I really like how Universal plumbs its catalog for titles to make direct to video sequels. It’s a good way to give movies that wouldn’t generate theatrical sequels solid follow ups like Hard Target and Kindergarten Cop. I’m pleased they’re extending this practice beyond Scorpion Kings and Death Races to their prestige titles like Backdraft. I guess advances in CGI fire made Backdraft 2 feasible. They do weekly TV shows about firemen now.
Although the opening scene of Backdraft 2 doesn’t show an actual blaze, only the hoses and charred aftermath. So they work around it but save the good effects for the set pieces. Arson investigator Sean McCaffrey (Joe Anderson) can tell a burned body was murdered before the fire. He also wears his dad’s coat to the scenes.

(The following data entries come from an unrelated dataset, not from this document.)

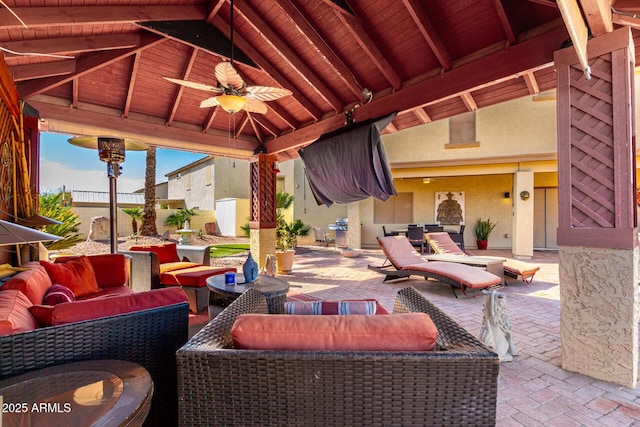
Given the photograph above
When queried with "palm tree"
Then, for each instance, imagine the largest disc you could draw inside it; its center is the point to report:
(148, 227)
(135, 214)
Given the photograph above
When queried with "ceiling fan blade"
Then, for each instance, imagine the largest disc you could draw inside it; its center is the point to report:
(228, 76)
(255, 106)
(209, 102)
(194, 85)
(266, 93)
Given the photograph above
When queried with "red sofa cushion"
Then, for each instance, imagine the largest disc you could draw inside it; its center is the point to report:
(14, 312)
(76, 274)
(107, 306)
(194, 277)
(110, 269)
(171, 266)
(33, 283)
(396, 332)
(365, 306)
(167, 252)
(58, 294)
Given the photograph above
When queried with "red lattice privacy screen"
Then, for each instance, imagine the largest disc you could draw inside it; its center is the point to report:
(263, 192)
(596, 145)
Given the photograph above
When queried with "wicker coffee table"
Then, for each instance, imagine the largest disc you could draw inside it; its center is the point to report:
(274, 289)
(90, 393)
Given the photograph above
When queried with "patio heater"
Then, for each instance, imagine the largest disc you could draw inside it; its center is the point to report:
(111, 151)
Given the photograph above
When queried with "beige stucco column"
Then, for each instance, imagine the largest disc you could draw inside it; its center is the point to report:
(522, 225)
(262, 220)
(597, 232)
(355, 228)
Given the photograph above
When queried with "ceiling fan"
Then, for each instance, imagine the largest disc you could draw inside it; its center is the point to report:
(235, 94)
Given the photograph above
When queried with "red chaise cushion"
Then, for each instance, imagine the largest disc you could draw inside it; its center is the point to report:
(76, 274)
(396, 332)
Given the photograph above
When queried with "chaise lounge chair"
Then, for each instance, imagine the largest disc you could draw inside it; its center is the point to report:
(403, 261)
(441, 243)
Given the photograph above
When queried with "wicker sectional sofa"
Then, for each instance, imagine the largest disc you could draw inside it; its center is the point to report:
(145, 328)
(218, 385)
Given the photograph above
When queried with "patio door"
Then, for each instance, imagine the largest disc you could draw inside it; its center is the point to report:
(545, 218)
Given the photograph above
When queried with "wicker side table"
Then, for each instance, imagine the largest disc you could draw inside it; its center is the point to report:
(274, 289)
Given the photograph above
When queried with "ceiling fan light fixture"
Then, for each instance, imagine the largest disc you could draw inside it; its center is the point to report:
(231, 103)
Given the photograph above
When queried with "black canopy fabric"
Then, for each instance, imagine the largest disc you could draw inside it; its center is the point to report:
(349, 164)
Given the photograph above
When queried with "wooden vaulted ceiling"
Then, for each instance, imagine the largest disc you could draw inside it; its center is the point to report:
(97, 68)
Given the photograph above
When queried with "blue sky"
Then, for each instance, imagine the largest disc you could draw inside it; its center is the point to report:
(75, 168)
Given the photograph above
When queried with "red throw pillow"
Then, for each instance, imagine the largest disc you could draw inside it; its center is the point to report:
(77, 274)
(57, 294)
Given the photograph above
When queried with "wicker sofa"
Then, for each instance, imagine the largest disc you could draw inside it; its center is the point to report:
(219, 385)
(148, 337)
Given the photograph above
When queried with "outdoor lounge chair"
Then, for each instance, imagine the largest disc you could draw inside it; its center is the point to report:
(404, 261)
(441, 243)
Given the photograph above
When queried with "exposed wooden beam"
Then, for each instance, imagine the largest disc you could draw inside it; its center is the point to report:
(422, 115)
(43, 17)
(493, 68)
(71, 45)
(630, 6)
(243, 124)
(283, 50)
(185, 76)
(428, 32)
(550, 3)
(630, 21)
(215, 8)
(531, 82)
(43, 69)
(339, 6)
(598, 16)
(212, 116)
(504, 20)
(86, 64)
(319, 43)
(273, 72)
(132, 83)
(74, 96)
(265, 124)
(391, 128)
(354, 26)
(469, 102)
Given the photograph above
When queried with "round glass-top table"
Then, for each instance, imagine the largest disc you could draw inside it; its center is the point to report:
(274, 289)
(91, 393)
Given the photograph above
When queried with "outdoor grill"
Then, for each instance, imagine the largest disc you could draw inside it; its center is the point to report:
(341, 228)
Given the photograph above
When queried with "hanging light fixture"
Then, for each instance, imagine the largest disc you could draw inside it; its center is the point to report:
(231, 103)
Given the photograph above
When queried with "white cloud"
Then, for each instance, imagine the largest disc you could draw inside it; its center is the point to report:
(53, 176)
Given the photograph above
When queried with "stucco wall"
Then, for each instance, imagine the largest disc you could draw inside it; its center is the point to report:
(484, 197)
(305, 206)
(205, 182)
(517, 128)
(124, 220)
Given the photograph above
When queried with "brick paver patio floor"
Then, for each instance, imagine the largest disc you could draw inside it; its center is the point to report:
(533, 389)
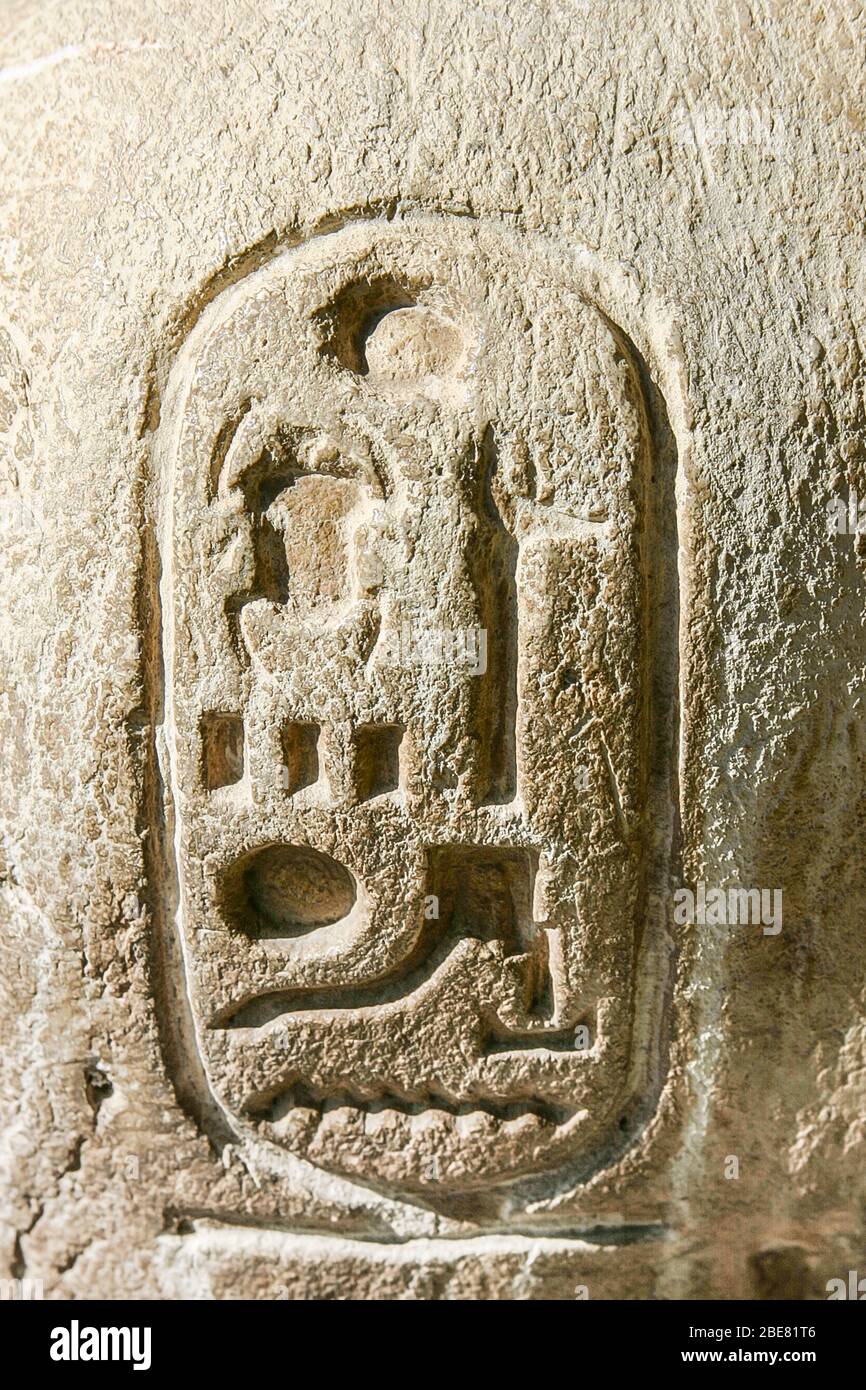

In a way, Sean fills both the Robert De Niro and Kurt Russell roles. He’s the son of Russell’s character but conducts the arson investigation like De Niro’s. There’s a lot of fire tech talk and the finale of Backdraft plays a significant role in the emotional backstory of Sean and Brian (William Baldwin)’s relationship.
It’s nice that they tied it in. They could have made Backdraft 2 a completely standalone arson story but they cared enough to deal with the original nearly 30 years later. Even actors who don’t return, their characters are acknowledged.
CGI fire looks like CGI fire but what are you gonna do? They wouldn’t make a theatrical movie with practical fire anymore either. Howard made the definitive practical fire movie with the original. Fire deaths are a bit more gruesome in the sequel, and yes, we get to see the smoke billowing out and back under the door for the backdraft. There may be a practical blast or two.
Backdraft 2 is a lot of investigating and interviewing but so was the original. Everyone remembers the fires but it’s still a mystery. When Sean visits Ronald Bartel (Donald Sutherland) he’s still compelling as an arsonist Hannibal Lecter. His burn scars are gone but the man is 83. I don’t blame him for not sitting through prosthetic makeup again.
Ron Howard doesn’t have anything to worry about here, but since he never made a Backdraft 2, the sequel we got is a worthwhile continuation of the McCaffrey family.